Посылка из Полежаева | страница 62



— Если надо, Тихон, я и сынов тебе крикну на помощь… У меня ведь их шестеро…

— А у меня одиннадцать, — пробасила стоящая на Цветущем бугре Парасья, тоже огромная, как лесина. Сарафан у неё накрывал полбугра, и ромашки, лютики, васильки, вышитые на сарафане, сливались с теми, что росли на бугре, и от этого казалось: Парасья являлась продолжением земли. — И моих одиннадцатерых забирай.

Старуха кивала ей головой, а сама смотрела на Тишку:

— Ты не тревожься… Кликнем всех — все за правое дело пойдут… Ты же знаешь, там человека пытают, нельзя его в обиду давать… Это долг твой!

И длинный морщинистый палец Старухи вонзался в небо.

— Мы свой долг выполнили… А Федю Кирина не забыл? — напомнила Старуха о Поливанове. — Воротился с простреленными ногами, а долг… долг перед народами выполнил… Теперь твой черёд… Иди, Тихон, иди… И ежели чего, нам с Парасьей дай знать, мы своих созовём. Телеграмму-то шли на Выселки… Ты фамилию мою помнишь?

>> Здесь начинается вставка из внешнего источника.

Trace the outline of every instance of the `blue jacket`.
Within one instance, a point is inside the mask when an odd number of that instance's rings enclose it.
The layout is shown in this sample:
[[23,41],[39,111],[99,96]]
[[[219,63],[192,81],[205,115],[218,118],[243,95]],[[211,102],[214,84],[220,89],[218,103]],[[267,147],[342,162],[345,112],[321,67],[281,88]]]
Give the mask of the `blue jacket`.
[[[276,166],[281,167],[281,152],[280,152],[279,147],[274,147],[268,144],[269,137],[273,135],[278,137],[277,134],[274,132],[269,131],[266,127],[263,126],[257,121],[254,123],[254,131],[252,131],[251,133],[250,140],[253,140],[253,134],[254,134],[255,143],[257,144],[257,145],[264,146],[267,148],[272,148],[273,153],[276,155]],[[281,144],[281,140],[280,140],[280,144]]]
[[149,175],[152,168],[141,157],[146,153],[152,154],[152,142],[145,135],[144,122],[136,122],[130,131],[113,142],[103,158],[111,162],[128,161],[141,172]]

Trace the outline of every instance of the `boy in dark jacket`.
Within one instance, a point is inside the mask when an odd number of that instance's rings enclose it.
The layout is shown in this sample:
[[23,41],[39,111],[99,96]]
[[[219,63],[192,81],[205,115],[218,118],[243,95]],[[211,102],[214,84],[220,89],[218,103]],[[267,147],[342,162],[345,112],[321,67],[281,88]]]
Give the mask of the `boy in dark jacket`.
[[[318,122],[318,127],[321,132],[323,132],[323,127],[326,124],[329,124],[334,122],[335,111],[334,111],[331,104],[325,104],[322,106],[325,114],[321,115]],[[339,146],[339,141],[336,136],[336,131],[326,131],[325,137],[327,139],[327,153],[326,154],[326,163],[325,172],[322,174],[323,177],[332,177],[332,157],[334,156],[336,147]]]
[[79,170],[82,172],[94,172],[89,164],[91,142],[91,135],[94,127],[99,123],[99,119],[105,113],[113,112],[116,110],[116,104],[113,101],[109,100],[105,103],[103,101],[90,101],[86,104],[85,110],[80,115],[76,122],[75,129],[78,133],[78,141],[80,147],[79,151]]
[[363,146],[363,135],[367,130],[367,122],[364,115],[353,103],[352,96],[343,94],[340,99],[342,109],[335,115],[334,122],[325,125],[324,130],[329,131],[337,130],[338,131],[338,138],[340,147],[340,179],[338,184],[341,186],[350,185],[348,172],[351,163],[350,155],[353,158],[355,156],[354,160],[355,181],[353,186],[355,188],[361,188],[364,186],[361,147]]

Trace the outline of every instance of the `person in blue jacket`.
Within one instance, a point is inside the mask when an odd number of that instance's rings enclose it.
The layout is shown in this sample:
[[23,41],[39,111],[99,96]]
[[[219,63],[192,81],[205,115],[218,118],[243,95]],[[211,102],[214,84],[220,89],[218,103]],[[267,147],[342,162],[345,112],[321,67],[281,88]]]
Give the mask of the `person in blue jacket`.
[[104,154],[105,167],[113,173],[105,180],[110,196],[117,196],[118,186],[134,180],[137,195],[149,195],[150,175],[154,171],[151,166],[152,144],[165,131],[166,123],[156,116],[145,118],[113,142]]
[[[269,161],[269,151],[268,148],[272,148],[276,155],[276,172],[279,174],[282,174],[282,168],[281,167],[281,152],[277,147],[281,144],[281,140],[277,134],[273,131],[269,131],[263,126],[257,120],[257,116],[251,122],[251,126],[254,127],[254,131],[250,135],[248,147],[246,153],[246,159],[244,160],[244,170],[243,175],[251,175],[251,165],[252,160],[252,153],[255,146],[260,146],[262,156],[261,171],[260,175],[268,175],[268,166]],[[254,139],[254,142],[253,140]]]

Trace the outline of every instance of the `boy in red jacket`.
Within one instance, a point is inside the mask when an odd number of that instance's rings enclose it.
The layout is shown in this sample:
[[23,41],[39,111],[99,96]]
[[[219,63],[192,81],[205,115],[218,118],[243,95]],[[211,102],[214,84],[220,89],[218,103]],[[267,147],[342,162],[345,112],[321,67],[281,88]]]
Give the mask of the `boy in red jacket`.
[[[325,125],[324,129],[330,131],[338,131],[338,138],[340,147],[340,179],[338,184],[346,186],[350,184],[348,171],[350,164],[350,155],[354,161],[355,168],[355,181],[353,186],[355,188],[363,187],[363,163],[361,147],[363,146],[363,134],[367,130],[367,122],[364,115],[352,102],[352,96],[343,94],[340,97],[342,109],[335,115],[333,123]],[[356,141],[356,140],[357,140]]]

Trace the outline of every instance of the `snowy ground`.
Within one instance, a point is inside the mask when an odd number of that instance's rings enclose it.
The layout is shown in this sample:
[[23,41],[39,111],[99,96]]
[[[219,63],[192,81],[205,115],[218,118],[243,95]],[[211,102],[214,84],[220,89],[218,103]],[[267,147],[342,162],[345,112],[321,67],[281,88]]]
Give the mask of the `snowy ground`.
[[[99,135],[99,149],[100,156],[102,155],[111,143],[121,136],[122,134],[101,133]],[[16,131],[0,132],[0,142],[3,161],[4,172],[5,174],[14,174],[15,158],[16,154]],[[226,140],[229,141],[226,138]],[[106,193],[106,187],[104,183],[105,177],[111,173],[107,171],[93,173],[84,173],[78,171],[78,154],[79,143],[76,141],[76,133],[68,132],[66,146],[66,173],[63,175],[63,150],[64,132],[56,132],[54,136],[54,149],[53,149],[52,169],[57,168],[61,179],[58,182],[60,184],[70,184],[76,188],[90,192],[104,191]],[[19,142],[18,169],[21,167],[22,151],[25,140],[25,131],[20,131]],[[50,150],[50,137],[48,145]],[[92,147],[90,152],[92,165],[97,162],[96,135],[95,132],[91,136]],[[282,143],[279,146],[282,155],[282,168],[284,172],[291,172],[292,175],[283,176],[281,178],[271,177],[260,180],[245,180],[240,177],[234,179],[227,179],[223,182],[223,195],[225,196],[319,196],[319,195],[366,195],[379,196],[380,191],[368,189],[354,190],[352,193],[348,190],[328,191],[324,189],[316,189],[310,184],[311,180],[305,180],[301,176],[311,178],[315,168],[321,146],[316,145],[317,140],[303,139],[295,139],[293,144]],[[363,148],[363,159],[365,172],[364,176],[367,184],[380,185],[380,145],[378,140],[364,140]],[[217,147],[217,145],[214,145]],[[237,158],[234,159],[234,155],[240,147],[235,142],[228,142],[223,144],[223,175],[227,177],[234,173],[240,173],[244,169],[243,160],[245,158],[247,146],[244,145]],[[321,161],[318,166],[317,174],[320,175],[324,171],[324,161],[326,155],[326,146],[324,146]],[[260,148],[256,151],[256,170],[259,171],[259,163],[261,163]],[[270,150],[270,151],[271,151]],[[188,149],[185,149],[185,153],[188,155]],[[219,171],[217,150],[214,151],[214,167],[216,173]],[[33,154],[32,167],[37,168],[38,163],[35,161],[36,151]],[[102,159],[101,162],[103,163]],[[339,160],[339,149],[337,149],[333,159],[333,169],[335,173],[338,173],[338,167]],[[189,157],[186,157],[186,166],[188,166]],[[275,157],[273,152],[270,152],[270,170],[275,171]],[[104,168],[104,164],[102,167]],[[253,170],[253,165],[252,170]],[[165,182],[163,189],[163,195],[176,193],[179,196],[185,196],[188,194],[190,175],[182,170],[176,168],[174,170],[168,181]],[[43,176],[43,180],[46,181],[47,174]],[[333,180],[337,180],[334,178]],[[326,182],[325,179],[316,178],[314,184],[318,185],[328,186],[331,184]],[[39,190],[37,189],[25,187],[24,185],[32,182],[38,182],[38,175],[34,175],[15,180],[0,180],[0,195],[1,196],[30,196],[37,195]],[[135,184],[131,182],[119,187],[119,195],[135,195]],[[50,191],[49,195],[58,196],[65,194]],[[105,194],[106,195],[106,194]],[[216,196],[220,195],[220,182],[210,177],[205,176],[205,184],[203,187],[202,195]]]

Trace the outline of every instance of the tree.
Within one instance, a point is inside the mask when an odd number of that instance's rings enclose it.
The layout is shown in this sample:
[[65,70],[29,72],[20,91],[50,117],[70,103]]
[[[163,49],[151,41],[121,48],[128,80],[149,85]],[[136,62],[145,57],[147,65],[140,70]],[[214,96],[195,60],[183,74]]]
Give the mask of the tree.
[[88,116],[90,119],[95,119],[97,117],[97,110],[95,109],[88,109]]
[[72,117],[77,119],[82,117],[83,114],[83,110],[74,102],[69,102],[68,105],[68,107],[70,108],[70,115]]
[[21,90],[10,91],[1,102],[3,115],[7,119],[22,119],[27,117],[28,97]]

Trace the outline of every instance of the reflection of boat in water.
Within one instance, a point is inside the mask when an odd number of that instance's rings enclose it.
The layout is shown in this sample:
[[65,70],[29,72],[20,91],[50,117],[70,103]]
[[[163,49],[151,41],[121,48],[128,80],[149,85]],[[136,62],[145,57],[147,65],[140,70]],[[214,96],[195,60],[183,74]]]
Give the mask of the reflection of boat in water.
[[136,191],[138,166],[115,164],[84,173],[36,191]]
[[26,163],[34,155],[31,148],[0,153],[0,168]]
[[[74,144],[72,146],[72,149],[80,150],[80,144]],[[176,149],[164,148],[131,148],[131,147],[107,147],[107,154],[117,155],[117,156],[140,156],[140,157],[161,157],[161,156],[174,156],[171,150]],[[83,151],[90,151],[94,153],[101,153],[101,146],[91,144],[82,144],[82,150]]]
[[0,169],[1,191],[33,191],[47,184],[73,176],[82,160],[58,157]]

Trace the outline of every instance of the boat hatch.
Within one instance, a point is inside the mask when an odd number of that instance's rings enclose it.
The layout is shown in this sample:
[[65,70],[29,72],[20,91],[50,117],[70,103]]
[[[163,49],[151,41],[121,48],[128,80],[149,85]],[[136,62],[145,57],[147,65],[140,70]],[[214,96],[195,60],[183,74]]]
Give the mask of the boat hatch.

А он фамилии у неё и не спросил тогда, даже имени не узнал, и ему было стыдно признаться в этом.

— Так и телеграфируй… Выселки… — наставляла Старуха. — Мне принесут.

Теперь уже Парасья кивала ей головой, а ему говорила:

— Иди, Тихон, иди… Протяни другим народам руку на выручку.

Тишка уходил от них, перешагивая через кусты и деревья.

Безымянная Старуха, почему-то вдруг ставшая похожей лицом на Тишкину мать, махала ему рукой.

За плечами у него был вещевой мешок, и Тишка осязаемо ощущал его тяжесть. В мешке лежал каравай с напильниками. Но самым главным грузом в нём были ключи от оков. Тишка пел про оковы песню:


От Сантьяго до жаркой пустыни,

Вдоль бескрайних морских берегов,

К счастью тянутся люди простые,

Разорвавшие цепи оков…


Он удивлялся своей памяти. Ведь всего один раз прочитал эти слова на тетрадочном листочке у Алика Макарова, под наклеенным портретом Луиса Корвалана, — и запомнил. С Серёжкой Дресвяниным разговаривали о Фёдоре Поливанове, слов из песни не знал. А когда по-настоящему стало надо, запел:


К счастью тянутся люди простые,

Разорвавшие цепи оков…


Тишка миновал ложок с полыхавшей красными серёжками ольхой и оглянулся. Цвела вся земля, и от запахов кружило голову. Он вдыхал в себя хмель омолаживающейся земли и чувствовал, как наливаются упругостью мускулы.

Тишка ещё раз обернулся туда, где оставалось Полежаево. Лес присел, дал ему разглядеть родную деревню.

Из-за бугра на Тишку выжидающе смотрели сыны Старухи и Прасковьи-Илюшихи. Тишка попробовал их сосчитать и сбился со счёту — так много их собралось.